S.A. LUIGI FRANCHI (BRESCIA)
AN EARLY 12-BORE DOUBLE-TRIGGER OVER AND UNDER SIDELOCK EJECTOR, serial no. 1084,
dated 1938, 28 3/8in. (72cm) nitro barrels with raised solid tapered file cut top-rib, 2 3/4in. chambers, bored approx. 1/4 and 1/2 choke, Boss style action with hold-open toplever, manual safety, articulated front trigger, profusely engraved with scrolling acanthus on a matted background, the lockplates with the makers name in scrolling banners, bright and blued finish overall, 14 1/2in highly-figured stock including 3/4in. rubber recoil pad, weight 7lb. 7oz.

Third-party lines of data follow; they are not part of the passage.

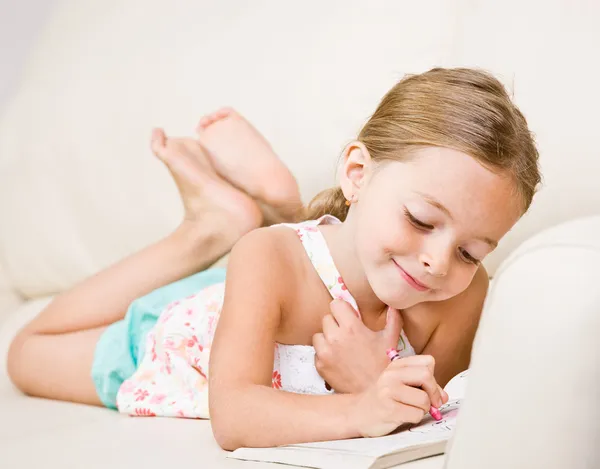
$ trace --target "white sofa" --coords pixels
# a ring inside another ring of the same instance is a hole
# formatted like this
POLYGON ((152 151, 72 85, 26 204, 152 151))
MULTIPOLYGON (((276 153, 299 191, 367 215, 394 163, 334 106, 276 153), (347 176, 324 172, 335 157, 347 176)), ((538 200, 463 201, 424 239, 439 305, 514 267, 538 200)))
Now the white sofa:
POLYGON ((190 134, 232 105, 309 200, 392 83, 434 65, 504 80, 545 186, 486 262, 447 457, 404 467, 600 467, 599 16, 584 0, 58 2, 0 117, 0 467, 272 467, 225 459, 207 421, 26 398, 6 377, 8 343, 53 294, 176 226, 152 126, 190 134))

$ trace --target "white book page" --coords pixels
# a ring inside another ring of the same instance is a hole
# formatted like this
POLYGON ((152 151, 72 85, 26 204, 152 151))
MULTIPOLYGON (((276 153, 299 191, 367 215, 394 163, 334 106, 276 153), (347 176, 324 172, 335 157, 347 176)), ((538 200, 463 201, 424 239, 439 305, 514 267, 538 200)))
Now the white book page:
POLYGON ((450 399, 464 399, 465 391, 467 389, 467 377, 469 376, 469 370, 463 371, 452 378, 444 390, 450 396, 450 399))
POLYGON ((442 453, 456 425, 467 375, 468 371, 458 374, 444 388, 450 401, 440 408, 443 418, 439 422, 427 414, 418 425, 403 425, 393 434, 378 438, 322 441, 278 448, 240 448, 228 457, 317 468, 341 467, 340 462, 343 461, 343 467, 350 469, 369 467, 379 457, 414 451, 419 447, 433 448, 437 445, 438 450, 427 455, 442 453))
POLYGON ((427 414, 420 424, 403 425, 396 432, 387 436, 303 443, 289 445, 289 447, 380 456, 402 451, 402 449, 410 446, 448 440, 456 424, 460 401, 465 394, 467 376, 468 370, 456 375, 444 388, 450 396, 450 400, 440 407, 443 418, 439 422, 436 422, 431 415, 427 414))
POLYGON ((288 447, 334 451, 362 456, 382 456, 400 452, 403 449, 448 440, 456 425, 460 400, 449 401, 440 407, 442 420, 436 422, 427 415, 418 425, 405 425, 391 435, 378 438, 356 438, 351 440, 332 440, 317 443, 303 443, 288 447))

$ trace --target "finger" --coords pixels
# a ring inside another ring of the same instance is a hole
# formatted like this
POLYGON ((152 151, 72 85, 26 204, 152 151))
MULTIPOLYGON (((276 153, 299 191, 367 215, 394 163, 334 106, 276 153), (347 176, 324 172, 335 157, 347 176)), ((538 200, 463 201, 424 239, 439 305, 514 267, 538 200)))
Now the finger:
POLYGON ((329 350, 329 346, 323 334, 318 333, 313 335, 313 347, 315 349, 315 368, 317 373, 323 373, 323 366, 325 362, 323 362, 324 355, 326 355, 326 351, 329 350))
POLYGON ((403 325, 404 321, 402 320, 400 311, 389 306, 386 314, 385 327, 382 331, 382 334, 392 347, 396 347, 403 325))
POLYGON ((433 377, 433 373, 426 367, 410 366, 395 370, 396 375, 392 379, 400 380, 409 386, 420 387, 427 393, 429 400, 435 407, 441 407, 442 396, 440 387, 433 377))
POLYGON ((431 400, 425 391, 412 386, 395 386, 392 392, 392 398, 402 404, 410 405, 429 412, 431 400))
POLYGON ((319 352, 325 349, 327 346, 327 341, 325 340, 325 336, 322 333, 318 333, 313 335, 312 337, 313 348, 315 349, 315 359, 319 352))
POLYGON ((450 400, 448 393, 440 387, 440 395, 442 396, 442 402, 446 404, 450 400))
POLYGON ((337 323, 342 327, 356 325, 357 323, 362 324, 356 310, 350 303, 347 303, 344 300, 333 300, 329 304, 329 309, 337 323))
POLYGON ((427 412, 420 407, 413 407, 406 404, 398 405, 392 411, 392 419, 398 423, 398 426, 403 423, 420 423, 427 412))
POLYGON ((330 342, 335 334, 338 332, 340 326, 335 321, 331 314, 326 314, 323 316, 323 335, 325 336, 325 340, 330 342))
POLYGON ((435 371, 435 359, 431 355, 412 355, 410 357, 394 360, 390 366, 395 368, 403 368, 409 366, 424 366, 431 374, 435 371))

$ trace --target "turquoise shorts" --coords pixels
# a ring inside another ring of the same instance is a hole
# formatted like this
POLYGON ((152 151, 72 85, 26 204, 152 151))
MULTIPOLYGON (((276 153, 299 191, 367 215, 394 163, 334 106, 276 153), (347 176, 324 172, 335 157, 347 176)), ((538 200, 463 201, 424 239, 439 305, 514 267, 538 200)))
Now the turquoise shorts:
POLYGON ((158 288, 131 303, 125 318, 106 329, 98 339, 92 364, 96 392, 106 407, 117 408, 117 392, 137 369, 146 336, 165 306, 224 281, 225 269, 214 268, 158 288))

Provenance: This Lot was the property of Brigadier J.B. Bester, DSO, (1911-1985) of the South African Witwatersrand Rifles. He led a distinguished military and civil career, seeing action during the Second World War in East Africa, North Africa and Italy. During the campaign in North Africa he had a number of lucky escapes, the closest being on 26th May 1942 when a Stuka dive bomber dropped a bomb directly onto the roof of his command post. Although it detonated miraculously both Bester and the other occupant of the post were shaken but complete unscathed. On page 315 of the official history of the Witwatersrand Rifles, A Bugle Calls by S. Monick, a photograph is reproduced of an unexploded artillery shell which also penetrated the roof of another of his command posts. He was awarded the DSO for his leadership during the second battle of El Alamein in October 1942 which saw his battalion sustain losses of 41 killed and 148 wounded during bitter fighting. His citation reads as follows:
'During the battle of El Alamein of 23/24 October and succeeding days the FFB commanded by this officer met the severest resistance of any Bn in the Div. (1 SA Division). This resistance threatened to hold up the attack and what might have developed into a very serious position arose. Lt-Col. Bester went forward under heavy fire to the sector affected, and by his skill and personal bravery was able to restore to the attack such impetus that all objectives were taken. Throughout his service both in E. Africa and in 8 Army he has at all times set a standard of leadership, devotion to duty and personal courage that has been an inspiration to those about him and a powerful factor in the high morale of his command.'
He returned to South Africa in 1946 and left the army to become Chief Superintendent of the Railways Police. In this capacity he was responsible for the security of the Royal Train during the 1947 Royal Tour of South Africa. In 1952 he moved to South African Airways rising to Deputy Commercial Director. He was a very active member of the Witwatersrand Rifles Regimental Association and was made Honorary Colonel of the Regiment in 1972.